When asked about ongoing funding for wellness-based incentive programs,
93 percent of companies indicated they plan to expand or maintain
funding for their program over the next three to five years. And 44
percent of companies said they plan to maintain or increase their
investment in wellness programs, even if their company were to move away
from direct involvement in employer-sponsored health coverage, such as a
move to a private exchange model to provide health benefits for their
Companies expand incentives to include spouses, provide incentives
As the design of wellness programs continues to evolve, an increasing
number of companies are expanding wellness-based incentives to include
spouses and domestic partners. Nearly four out of ten (37 percent) of
companies surveyed indicated their program will include spouses and
domestic partners in 2014, and the average spouse/domestic partner
incentive is expected to reach $530 in 2014, more than $100 higher than
the average of $420 in 2010. When analyzing the data by company size,
the results showed that employers with more than 20,000 employees expect
to spend an average of $611 on spouses/domestic partners in 2014.

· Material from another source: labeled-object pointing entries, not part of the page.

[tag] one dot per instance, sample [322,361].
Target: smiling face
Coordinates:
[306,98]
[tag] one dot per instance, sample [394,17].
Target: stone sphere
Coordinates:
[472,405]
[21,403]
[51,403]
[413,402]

While many employers offer incentives through cash or a gift card, an
increasing number of employers offer incentives through an
employer-sponsored health savings account (HSA), flexible spending
account (FSA) or similar care-based savings vehicle. More than a third
(34 percent) of employers plan to contribute to an HSA or FSA for
engaging in a disease or care management program, while 33 percent plan
to offer a similar incentive for participation in a stress management
program. Three out of ten employers (30 percent) plan to offer
incentives through contributions to an HSA/FSA for enrollment in a
weight management program.
“While the use and measurement of corporate wellness programs continue
to evolve, it has become clear that many employers understand the value
of – and are committed to – wellness-based incentives in their company
health plan,” said Robert Kennedy, Health & Welfare Practice Leader with
Fidelity’s Benefits Consulting business. “Companies are constantly
looking for new and creative ways to expand their programs and motivate
their workforce, such as extending wellness incentives to spouses and
offering incentives through a contribution to a health savings account.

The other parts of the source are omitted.